这是为一些用户定义的指标生成线性曲线的工作示例。。

如何让它拟合非线性曲线？

def plot(version, str_metric):
  metric1 = [0.459, 0.5844, 0.6246, 0.6459, 0.6429, 0.6629, 0.664, 0.6722, 0.6832, 0.6931, 0.7103, 0.7144, 0.7213, 0.716, 0.7182, 0.7419, 0.7418, 0.7594, 0.7639, 0.7854, 0.7752, 0.7912, 0.8164, 0.8311,
             0.8283, 0.8103, 0.869, 0.8708, 0.884, 0.9017, 0.9248, 0.9233, 0.9432, 0.9306, 0.945, 0.959, 0.9675, 0.9649, 0.982, 0.9276, 0.975, 0.9772, 0.9786, 0.988, 0.9825, 0.9901, 0.9934, 0.993, 0.9956, 0.9951]
  metric2 = [0.4541, 0.5807, 0.6138, 0.6339, 0.6322, 0.63, 0.6451, 0.6514, 0.6589, 0.6597, 0.6759, 0.6817, 0.6866, 0.6803, 0.6819, 0.7009, 0.7039, 0.7162, 0.7197, 0.7237, 0.7145, 0.7239, 0.7416, 0.7426,
             0.7461, 0.7054, 0.7495, 0.7331, 0.7316, 0.7023, 0.7232, 0.7359, 0.7257, 0.7178, 0.6918, 0.7118, 0.7183, 0.6939, 0.6855, 0.6874, 0.6745, 0.6952, 0.6491, 0.6659, 0.6624, 0.6737, 0.6587, 0.653, 0.6485, 0.6854]
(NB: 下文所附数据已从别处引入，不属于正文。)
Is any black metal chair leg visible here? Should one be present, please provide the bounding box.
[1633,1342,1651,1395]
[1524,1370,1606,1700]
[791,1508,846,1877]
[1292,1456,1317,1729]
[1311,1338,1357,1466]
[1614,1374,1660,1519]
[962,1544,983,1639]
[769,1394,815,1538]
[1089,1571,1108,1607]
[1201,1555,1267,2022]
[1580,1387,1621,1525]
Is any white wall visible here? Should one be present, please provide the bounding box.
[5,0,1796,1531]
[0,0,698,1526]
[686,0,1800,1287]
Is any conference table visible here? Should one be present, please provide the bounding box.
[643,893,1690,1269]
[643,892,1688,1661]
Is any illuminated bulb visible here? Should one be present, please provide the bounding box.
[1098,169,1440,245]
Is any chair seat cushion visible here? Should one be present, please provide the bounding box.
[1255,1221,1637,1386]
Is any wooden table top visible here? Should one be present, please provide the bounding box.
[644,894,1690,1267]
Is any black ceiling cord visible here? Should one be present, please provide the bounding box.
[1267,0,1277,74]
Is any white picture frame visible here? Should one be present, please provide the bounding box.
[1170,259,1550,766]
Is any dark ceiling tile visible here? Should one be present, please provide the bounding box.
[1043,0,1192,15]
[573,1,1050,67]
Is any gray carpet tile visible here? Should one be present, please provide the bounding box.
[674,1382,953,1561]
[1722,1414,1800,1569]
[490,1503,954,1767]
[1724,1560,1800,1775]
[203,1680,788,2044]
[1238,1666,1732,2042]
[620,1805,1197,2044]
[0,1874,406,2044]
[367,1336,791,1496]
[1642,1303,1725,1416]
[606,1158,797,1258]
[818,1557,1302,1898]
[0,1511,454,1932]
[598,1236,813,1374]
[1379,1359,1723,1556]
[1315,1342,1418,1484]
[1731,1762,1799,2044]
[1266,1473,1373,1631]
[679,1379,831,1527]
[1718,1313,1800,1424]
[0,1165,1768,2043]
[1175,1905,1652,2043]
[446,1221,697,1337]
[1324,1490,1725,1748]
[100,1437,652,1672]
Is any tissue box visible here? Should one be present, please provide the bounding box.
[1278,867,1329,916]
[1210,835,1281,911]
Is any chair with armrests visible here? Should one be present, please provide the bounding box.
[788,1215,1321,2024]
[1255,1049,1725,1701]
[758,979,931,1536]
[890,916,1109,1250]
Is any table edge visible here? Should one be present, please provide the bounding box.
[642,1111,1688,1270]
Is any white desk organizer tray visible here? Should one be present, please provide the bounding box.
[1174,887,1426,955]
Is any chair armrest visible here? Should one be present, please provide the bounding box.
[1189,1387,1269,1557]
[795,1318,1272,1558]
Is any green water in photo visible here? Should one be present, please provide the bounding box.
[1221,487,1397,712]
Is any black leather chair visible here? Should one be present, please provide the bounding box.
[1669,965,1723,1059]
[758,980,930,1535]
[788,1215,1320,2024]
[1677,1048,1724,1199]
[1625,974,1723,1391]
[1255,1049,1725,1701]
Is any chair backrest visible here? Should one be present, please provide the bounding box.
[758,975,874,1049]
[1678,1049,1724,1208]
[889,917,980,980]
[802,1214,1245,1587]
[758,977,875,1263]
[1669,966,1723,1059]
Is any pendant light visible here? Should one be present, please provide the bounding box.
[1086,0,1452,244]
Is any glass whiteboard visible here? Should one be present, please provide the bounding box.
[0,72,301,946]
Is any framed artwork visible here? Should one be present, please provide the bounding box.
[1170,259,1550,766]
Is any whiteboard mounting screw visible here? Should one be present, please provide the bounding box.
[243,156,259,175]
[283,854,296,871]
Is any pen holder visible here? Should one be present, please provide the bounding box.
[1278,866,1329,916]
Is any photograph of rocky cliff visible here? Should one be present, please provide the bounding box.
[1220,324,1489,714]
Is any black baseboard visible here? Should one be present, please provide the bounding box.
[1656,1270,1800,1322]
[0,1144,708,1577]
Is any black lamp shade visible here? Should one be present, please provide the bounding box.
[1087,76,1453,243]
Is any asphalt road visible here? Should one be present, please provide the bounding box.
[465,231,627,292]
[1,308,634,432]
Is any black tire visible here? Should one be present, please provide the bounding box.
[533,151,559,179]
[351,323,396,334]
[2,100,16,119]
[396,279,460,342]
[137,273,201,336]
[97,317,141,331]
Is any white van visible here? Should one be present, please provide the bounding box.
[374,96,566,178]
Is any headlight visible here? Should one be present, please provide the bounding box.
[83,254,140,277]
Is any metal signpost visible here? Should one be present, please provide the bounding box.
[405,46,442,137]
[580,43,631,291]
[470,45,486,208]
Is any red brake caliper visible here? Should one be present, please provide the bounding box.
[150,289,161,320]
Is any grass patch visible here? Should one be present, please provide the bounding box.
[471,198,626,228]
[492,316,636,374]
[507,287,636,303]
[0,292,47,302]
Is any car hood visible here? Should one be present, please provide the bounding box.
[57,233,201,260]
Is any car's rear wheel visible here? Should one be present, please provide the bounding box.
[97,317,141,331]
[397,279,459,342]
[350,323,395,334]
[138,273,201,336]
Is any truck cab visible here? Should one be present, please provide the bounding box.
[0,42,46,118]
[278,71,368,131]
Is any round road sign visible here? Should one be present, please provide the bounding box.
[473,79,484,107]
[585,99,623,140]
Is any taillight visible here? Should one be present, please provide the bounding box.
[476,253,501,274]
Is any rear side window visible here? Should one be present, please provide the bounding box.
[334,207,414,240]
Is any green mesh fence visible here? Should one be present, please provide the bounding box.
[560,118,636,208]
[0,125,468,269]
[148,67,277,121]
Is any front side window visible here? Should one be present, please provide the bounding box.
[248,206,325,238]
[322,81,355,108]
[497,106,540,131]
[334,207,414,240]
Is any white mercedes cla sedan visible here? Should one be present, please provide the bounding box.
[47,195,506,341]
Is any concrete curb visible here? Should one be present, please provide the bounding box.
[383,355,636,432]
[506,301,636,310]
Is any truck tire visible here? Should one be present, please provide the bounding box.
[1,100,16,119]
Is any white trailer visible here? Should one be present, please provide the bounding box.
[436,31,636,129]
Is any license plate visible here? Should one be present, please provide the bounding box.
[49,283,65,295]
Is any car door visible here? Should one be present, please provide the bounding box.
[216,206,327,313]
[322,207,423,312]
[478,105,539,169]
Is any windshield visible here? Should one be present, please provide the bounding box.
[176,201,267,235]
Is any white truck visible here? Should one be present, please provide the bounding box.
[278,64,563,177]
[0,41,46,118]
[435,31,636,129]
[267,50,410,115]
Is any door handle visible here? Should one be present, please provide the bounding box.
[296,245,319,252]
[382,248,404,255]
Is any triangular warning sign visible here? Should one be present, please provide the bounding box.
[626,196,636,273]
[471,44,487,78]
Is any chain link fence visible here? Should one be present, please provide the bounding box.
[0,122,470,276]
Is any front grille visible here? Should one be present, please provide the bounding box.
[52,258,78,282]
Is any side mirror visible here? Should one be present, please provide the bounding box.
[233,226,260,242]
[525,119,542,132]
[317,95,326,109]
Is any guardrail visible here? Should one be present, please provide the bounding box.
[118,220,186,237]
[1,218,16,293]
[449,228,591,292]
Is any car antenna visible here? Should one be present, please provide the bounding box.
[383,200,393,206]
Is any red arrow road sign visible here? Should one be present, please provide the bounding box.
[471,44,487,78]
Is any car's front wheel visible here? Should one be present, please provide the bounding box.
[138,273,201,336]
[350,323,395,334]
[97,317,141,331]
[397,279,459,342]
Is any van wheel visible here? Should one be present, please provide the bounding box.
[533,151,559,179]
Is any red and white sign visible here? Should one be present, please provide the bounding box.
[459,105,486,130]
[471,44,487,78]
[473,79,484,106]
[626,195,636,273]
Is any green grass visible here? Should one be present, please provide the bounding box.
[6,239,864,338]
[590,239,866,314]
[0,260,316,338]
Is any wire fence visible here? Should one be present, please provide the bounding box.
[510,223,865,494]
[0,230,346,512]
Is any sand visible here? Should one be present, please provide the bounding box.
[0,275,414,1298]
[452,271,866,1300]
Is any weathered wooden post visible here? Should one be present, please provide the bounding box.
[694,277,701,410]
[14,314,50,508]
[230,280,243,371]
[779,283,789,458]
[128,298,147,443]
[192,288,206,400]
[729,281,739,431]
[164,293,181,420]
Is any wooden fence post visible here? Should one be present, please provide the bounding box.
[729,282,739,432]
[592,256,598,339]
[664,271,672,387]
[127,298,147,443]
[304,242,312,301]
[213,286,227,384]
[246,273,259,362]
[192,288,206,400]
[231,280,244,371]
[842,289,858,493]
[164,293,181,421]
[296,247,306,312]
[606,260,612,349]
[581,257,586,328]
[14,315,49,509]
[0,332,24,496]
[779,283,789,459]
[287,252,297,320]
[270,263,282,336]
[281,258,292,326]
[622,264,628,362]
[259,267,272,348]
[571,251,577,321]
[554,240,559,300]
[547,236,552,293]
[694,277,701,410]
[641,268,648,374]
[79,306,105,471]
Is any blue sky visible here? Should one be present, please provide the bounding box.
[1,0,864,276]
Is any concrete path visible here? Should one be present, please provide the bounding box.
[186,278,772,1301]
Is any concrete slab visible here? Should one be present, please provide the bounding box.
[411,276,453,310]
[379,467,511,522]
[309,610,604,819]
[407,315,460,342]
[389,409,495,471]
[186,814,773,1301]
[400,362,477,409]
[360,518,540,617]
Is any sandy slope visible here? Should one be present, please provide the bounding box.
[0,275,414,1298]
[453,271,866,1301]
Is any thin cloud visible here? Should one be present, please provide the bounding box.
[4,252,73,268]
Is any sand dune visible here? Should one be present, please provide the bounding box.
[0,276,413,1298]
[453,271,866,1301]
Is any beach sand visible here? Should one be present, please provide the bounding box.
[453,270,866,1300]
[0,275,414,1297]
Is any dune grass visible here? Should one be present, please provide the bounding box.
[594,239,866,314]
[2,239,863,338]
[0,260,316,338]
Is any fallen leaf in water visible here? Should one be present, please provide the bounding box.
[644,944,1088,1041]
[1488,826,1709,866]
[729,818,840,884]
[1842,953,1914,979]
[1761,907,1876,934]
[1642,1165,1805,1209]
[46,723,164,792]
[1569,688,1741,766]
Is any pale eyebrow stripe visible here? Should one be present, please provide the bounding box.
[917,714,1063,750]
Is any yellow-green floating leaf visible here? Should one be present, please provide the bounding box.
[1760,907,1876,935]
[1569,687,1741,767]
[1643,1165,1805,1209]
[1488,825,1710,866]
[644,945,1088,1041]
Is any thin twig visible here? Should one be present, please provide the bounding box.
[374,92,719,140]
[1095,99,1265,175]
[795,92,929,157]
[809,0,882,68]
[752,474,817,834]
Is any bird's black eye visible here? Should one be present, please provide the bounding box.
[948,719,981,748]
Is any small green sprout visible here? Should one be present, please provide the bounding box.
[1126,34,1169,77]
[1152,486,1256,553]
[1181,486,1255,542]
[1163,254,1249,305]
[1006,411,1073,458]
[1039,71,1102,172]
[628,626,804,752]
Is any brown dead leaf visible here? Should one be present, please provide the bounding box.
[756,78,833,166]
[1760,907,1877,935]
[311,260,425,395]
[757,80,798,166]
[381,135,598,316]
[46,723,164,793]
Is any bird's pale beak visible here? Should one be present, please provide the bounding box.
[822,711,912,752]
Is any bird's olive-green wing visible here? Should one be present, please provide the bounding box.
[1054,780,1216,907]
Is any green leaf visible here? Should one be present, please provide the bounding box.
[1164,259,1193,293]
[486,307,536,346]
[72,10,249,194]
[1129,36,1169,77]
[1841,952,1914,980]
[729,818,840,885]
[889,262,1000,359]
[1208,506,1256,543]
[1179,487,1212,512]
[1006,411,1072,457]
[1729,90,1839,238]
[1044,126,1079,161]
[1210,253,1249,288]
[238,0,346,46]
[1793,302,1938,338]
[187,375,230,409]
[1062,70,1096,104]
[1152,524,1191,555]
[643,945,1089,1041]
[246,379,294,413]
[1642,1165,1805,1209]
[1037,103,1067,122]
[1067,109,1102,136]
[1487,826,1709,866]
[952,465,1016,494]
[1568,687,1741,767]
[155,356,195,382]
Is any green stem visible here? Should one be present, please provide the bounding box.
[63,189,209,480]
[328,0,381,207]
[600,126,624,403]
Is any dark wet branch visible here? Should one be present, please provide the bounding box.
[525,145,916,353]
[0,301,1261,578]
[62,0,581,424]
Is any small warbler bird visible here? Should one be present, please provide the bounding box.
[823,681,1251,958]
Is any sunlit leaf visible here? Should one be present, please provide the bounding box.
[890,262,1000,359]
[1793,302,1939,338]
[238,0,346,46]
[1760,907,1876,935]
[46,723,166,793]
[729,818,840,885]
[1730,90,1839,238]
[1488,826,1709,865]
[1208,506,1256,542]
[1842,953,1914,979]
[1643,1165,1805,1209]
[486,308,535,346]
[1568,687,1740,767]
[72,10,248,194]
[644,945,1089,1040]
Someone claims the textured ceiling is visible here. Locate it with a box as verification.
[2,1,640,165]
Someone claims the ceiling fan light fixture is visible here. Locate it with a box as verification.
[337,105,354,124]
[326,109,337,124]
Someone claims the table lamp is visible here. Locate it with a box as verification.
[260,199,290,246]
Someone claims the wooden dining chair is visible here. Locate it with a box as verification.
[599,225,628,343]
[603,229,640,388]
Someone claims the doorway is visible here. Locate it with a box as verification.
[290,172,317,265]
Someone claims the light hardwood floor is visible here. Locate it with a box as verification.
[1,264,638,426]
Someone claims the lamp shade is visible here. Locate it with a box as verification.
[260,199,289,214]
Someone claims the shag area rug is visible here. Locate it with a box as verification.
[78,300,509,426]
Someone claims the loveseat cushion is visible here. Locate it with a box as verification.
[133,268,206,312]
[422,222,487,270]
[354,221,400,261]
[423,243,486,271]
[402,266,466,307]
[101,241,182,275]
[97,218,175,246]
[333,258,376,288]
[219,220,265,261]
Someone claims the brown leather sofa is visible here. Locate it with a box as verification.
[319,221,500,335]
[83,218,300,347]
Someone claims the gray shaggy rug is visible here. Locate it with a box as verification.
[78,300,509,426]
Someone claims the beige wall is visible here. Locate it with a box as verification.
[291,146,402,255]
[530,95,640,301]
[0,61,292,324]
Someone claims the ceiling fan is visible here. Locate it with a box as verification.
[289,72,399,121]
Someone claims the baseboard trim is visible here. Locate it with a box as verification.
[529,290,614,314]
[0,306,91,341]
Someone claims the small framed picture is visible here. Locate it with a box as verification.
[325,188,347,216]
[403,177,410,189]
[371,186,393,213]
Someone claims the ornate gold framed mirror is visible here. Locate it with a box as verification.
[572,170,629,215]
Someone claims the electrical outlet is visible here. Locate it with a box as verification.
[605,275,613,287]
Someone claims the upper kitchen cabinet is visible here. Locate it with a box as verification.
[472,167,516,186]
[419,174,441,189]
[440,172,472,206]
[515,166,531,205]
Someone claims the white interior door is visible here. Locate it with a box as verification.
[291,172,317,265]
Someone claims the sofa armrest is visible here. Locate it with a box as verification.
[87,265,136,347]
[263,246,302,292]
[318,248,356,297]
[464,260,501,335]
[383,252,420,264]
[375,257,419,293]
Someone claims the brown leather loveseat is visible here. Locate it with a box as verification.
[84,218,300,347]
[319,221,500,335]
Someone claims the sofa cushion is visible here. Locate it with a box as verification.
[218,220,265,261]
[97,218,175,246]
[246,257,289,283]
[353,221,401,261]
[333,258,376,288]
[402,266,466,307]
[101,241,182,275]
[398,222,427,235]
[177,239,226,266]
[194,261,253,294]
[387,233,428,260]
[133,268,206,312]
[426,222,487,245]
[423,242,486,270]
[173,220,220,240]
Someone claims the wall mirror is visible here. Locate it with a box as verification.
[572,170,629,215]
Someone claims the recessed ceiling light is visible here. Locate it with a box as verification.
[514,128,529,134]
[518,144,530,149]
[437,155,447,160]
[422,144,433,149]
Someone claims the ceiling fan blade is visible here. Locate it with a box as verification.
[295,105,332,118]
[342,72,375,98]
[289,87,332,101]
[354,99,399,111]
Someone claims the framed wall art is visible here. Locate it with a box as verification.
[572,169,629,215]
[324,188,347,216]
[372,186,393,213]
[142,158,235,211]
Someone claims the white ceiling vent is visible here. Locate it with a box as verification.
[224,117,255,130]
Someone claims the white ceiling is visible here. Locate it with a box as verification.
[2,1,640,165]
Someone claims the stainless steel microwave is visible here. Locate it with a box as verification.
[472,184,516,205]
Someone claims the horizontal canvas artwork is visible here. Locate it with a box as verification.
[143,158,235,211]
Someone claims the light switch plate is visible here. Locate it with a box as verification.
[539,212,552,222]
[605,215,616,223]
  epochs = [i for i in range(len(metric1))]

  color_dict = {'SGD_Train': 'darkblue',
                'SGD_Test': 'red'}

  df = pd.DataFrame({'Epochs': np.hstack([epochs, epochs]),
                     str_metric: np.hstack([metric1, metric2]),
                     'Type': np.repeat(['SGD_Train', 'SGD_Test'], len(epochs))})
  pdb.set_trace()
  p = ggplot(df, aes(x='Epochs', y=str_metric, color='Type')) +\
      geom_smooth(show_legend=True, method='lm',
                  span=0.10, se=True, level=0.80) +\
      ggtitle(version) +\
      scale_color_manual(values=color_dict) +\
      theme(text=element_text(size=25), legend_box_margin=1, legend_title=element_text(size=23), legend_position=(0.77, 0.5), legend_text=element_text(size=20), legend_box_background=element_rect(fill='transparent')) +\
      theme(plot_title=element_text(margin={'t': -15, 'b': -20}))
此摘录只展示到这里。